Intuitively you give the ring R just enough space to spread out into a collection of local rings, such that these form an initial family -- you have exactly one initial localization for each prime ideal. Looking at maps of ringed spaces in the opposite - i.e. the algebraic - direction, we have a map ({point},R)-->(Spec(R),O_Spec(R)). And you can check that this map is the initial map from R to a local ring, if we see a local ring S as a ringed space ({point},S)
(it is also the initial map to a local ring in the now generalized sense of local rings "living over spaces", and even in the sense of locally ringed toposes)
So let's see a scheme as a local homemorphism whose fibers are local rings.
Then "affine" means: "arises as the initial collection of local rings from some ring".

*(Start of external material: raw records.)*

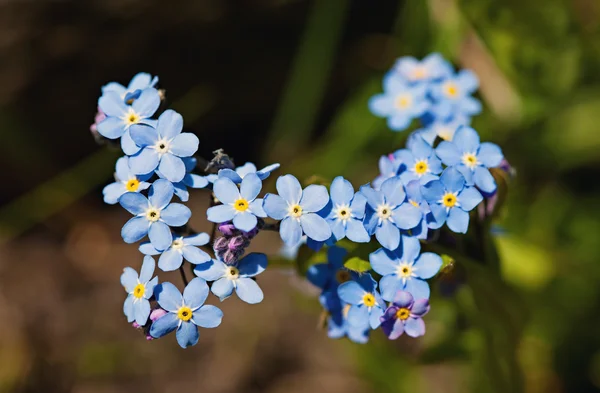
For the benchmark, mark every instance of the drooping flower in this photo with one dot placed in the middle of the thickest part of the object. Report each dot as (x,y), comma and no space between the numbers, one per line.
(240,205)
(185,313)
(126,181)
(121,116)
(238,277)
(347,212)
(153,215)
(472,158)
(389,211)
(450,200)
(405,315)
(163,147)
(404,269)
(182,247)
(140,289)
(298,210)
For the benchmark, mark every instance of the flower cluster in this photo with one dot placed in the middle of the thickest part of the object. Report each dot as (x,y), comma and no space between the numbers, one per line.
(382,283)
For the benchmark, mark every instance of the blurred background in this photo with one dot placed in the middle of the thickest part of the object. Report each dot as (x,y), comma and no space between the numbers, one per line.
(288,81)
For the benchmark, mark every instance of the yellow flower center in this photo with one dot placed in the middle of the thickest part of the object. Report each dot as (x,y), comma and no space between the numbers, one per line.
(369,300)
(184,313)
(241,205)
(295,211)
(153,214)
(403,313)
(138,291)
(132,185)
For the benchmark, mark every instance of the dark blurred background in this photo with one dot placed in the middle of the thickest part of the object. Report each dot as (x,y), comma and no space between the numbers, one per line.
(288,81)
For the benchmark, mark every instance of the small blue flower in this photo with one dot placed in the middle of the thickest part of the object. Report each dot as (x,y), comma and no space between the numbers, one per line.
(154,216)
(404,315)
(238,277)
(185,313)
(450,200)
(182,247)
(241,171)
(404,269)
(163,147)
(140,289)
(242,206)
(421,162)
(121,116)
(400,102)
(389,211)
(472,158)
(366,306)
(298,210)
(347,212)
(453,95)
(126,182)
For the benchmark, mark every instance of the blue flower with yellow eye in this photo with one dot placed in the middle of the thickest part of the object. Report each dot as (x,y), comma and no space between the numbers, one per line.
(238,277)
(126,182)
(404,269)
(182,247)
(400,103)
(238,205)
(452,95)
(472,158)
(140,289)
(421,162)
(366,305)
(450,199)
(121,116)
(164,147)
(389,211)
(185,313)
(153,215)
(297,209)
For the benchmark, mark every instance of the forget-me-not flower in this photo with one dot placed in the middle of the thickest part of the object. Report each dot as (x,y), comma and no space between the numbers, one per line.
(298,210)
(185,313)
(182,247)
(240,205)
(450,200)
(126,182)
(472,158)
(153,215)
(140,289)
(404,269)
(163,147)
(238,277)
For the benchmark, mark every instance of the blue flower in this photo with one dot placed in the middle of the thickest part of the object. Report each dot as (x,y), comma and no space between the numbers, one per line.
(432,67)
(241,171)
(126,182)
(421,162)
(453,95)
(154,216)
(298,209)
(185,313)
(347,212)
(238,277)
(366,306)
(400,102)
(182,247)
(404,315)
(404,269)
(242,206)
(163,147)
(450,200)
(140,289)
(471,158)
(120,116)
(389,211)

And affinization is sort of a reversal of our above problem: Above we were given R and asking for the best R-->L, i.e. the closest L to the right of R. Now we are given L and asking for the closest R left of it. More explicitly: Given a collection of local rings, namely the stalks of the structure sheaf of your scheme, find the ring (living over the one point space) that is closest to giving rise to all these local rings by localizations. How do you do this? Well, you take the limit of the diagram consisting of all the stalks and all the partial localizations sitting under them. I.e. you take the limit of the diagram consisting of the values of the structure sheaf on all the opens. But that limit is exactly the ring of global sections, by the sheaf condition. So this is affinization.